A RobustScaler is used to limit the impact of outliers on the data.
- Parameters
x_train (DataFrame) – A dataframe containing the training set. All subsequent data will be scaled according to this data.
x_val (DataFrame) – A dataframe containing the validation set.
x_test (DataFrame) – A dataframe containing the testing set.
x_cols (list of str) – List containing all the column names in x_train,`x_val` and x_test.
- Returns
data_x_tr (DataFrame) – A dataframe containing the normalised training set.
data_x_val (DataFrame) – A dataframe containing the normalised validation set.
data_x_test (DataFrame) – A dataframe containing the normalised testing set.
- setup_learners()¶
Initialise the classifiers used during active learning.
The classifiers used have already been chosen by the user.
- Returns
- Return type
None
- setup_panel()¶
Create the panel which will house all the classifier setup options.
- Returns
self.panel_row – The panel is housed in a row which can then be rendered by the respective Dashboard.
- Return type
Panel Row
- show_queried_point()¶
Assign the classifier’s current queried point as the current selected source.
- Returns
- Return type
None
- split_x_y_ids(df_data)¶
Separate the data into X and [y,ids] dataframes.
- Parameters
df_data (DataFrame) – A dataframe containing all the training features, the label column and the id column.
- Returns
df_data_x (DataFrame) – A dataframe containing only the features used for machine learning.
df_data_y_ids (DataFrame) – A dataframe containing only the label and id columns corresponding to df_data_x.
- split_y_ids(y_id_train, y_id_val, y_id_test)¶
Split label and id columns into separate dataframes.
- Parameters
y_id_train (DataFrame) – Dataframe containing label and id columns of the training set.
y_id_val (DataFrame) – Dataframe containing label and id columns of the validation set.
y_id_test (DataFrame) – Dataframe containing label and id columns of the test set.
- Returns
data_y_tr (DataFrame) – Dataframe containing only the label column of y_id_train.
data_id_tr (DataFrame) – Dataframe containing only the id column of y_id_train.
data_y_val (DataFrame) – Dataframe containing only the label column of y_id_val.
data_id_val (DataFrame) – Dataframe containing only the id column of y_id_val.
data_y_test (DataFrame) – Dataframe containing only the label column of y_id_test.
data_id_test (DataFrame) – Dataframe containing only the id column of y_id_test.
- train_val_test_split(df_data_x, df_data_y, excluded_x, excluded_y, train_ratio, val_ratio)¶
Split data into train, validation and test sets. The method uses stratified sampling to ensure each set has the correct distribution of points.
- Parameters
df_data_x (DataFrame) – A dataframe containing only the features used for machine learning.
df_data_y (DataFrame) – A dataframe containing the labels corresponding to df_data_x.
train_ratio (float) – The ratio of all the total dataset that should be used for the training set.

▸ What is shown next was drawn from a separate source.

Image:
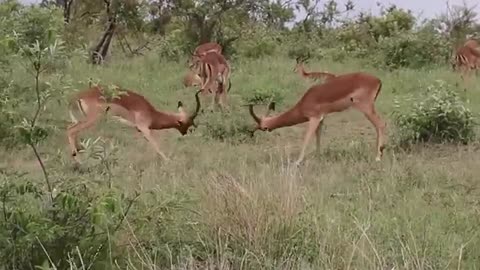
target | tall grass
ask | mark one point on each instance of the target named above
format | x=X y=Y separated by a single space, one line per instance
x=243 y=205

val_ratio (float) – The ratio of all the total dataset that should be used for the validation set.
- Returns
x_train (DataFrame) – A subset of df_data_x which will be used for training a model.
y_train (DataFrame) – A dataframe containing the labels corresponding to x_train.
x_val (DataFrame) – A subset of df_data_x which will be used for validating a model.
y_val (DataFrame) – A dataframe containing the labels corresponding to x_val.
x_test (DataFrame) – A subset of df_data_x which will be used for testing a model.
y_test (DataFrame) – A dataframe containing the labels corresponding to x_test.